Pages

Büyük acıları yaşayan ya da tanıklık eden küçüklere bir kitap: KIPIRIK TAVŞAN

Bazen hayat birileri için öyle can yakıcıdır ki… 


Karşılaşılan olay karşısında yaşam anlamını yitirirken, kişiyi yoğun biçimde sarıp sarmalayan duygular hiç olmadığı kadar birbirine karışır. Korku, kızgınlık, suçluluk, yalnızlık, çaresizlik, isyan…   

Zordur buna katlanmak. Biz erişkinler soluk alamadığımızı hissederken ya çocuklar diye sormadan edemiyorum. Yirmi üç yıllık birlikteliğimde ki deneyimlerime dayanarak onlar için daha da zor olduğunu söyleyebilirim. Kendimi kötü hissediyorum, hayatın anlamı yok gibi şeyler söyleyemezler elbet ama kendi buldukları ifade yolları, farklı biçimde attıkları çığlıkları vardır. Onların attıkları çığlıklar duymak, yüreklerinden gelen sesleri anlayabilmek ayrı bir meziyet değil midir?

Soma da yaşanan cinayet ardından; sevdiklerini kaybeden, yaşananlara tanık olan çocukların çığlıkları anlaşılabiliyor mu acaba?  Çok değil, üç yıl önce Van’da yaşanan depremde,  Roboski katliamında duyduk.  Hala seslerini işitir, acılarını hissederiz. 1999 da İzmit depremi… Çocukların da travma yaşadığı gerçeği İzmit depremi sonrasında görünür hale geldi. Uzmanlar tarafından çocukların travma ile baş edebilmeleri için özel programlar oluşturulduğu haberleri ardından bizler de ilk kez okullarda psiko eğitim çalışmalarına yöneldik. Bu süreci çocuk edebiyatına taşıyan (bildiğim kadarıyla) çocuk kitapları yazarı Aysel Gürmen oldu.

Yazarın 2000 yılında kaleme aldığı, Saadet Ceylan’ın çizdiği Kıpırık Tavşan’ın hikayesi büyük ve rengarenk bir ormanda başlar. Tavşan ailesi mutluluk içinde çocukları için gelecek planları yapmaktadırlar. Yavrulardan en hareketlisi olan Kıpırık, kelebeğin peşine takılıp evinden uzaklaştığında başlayan şiddetli yağmur ardından her şey değişir. Nehrin taşması ile Kıpırık ailesini kaybetmiş, yapayalnız kalmıştır. Öyle bizim bildiğimiz masallarda ki gibi onu koruyacak, bağrına basacak biri de çıkmaz karşısına.

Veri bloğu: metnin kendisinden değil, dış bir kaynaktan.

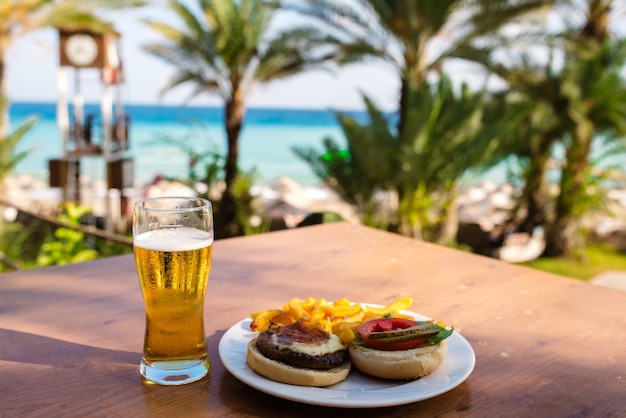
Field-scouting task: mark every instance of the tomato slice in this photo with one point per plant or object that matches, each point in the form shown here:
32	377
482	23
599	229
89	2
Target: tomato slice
389	324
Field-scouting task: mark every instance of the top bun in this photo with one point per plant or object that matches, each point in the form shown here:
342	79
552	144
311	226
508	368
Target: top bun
401	364
281	372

Kıpırık herkes gibi kederlidir ve acı çekmektedir. İlk yaşanılanı” Kalbine bir sancı saplandı. Nefes almakta güçlük çekiyordu. Bütün enerjisini yitirmişti. Ağlayacak gücü bile yoktu. “ cümleleri ile oldukça yalın ve gerçekçi biçimde dile getirir Aysel Gürmen. Öykü, yavru tavşanın duygusal ve fiziksel olarak yaşadığı sıkıntılarıyla devam eder. Keder, halsizlik, uyuyamama, ne düşüneceğini bilmeme, isyan, cezalandırıldığını düşünme, suçluluk… Bu satırları okurken; karşımızda travma yaşayan birinin acısına tanıklık etmek oldukça can yakıcı. Yaşamda da böyle değil mi? Yazar bu öyküsünün amacının bilincinde olarak; travmanın başlangıç aşamasını aktarıp güvenilen biri ile paylaşım, destek alma aşamasına hızlıca geçiş yapar. Kıpırık’ın yardımına koşan bir orman perisidir. Ancak orman perisi de geçmişte benzer olay yaşamış biri olarak kişileştirilirken; alt metin olarak yalnız değilsin ve bunu yaşayan başkaları da var mesajı okura iletilir. Felaket sonrasında yaşanması gereken her şeyi yaşayan kahramanımız, zamanın akışı içinde yeni çevresinde olup biteni görmeye, yaşamın anlamını yeniden fark etmeye, yeni ilişkiler kurmaya başlar. Ele aldığı konu itibarı ile ülkemizin yaşam biçimine uygun yazılmış bu kitap, zor zamanlarda çocukların ve çevresindeki yetişkinlerin (durumu aktarabilmek için) yardımına koşacak bir Ancak yazarında öne çıkardığı gibi; önce zaman.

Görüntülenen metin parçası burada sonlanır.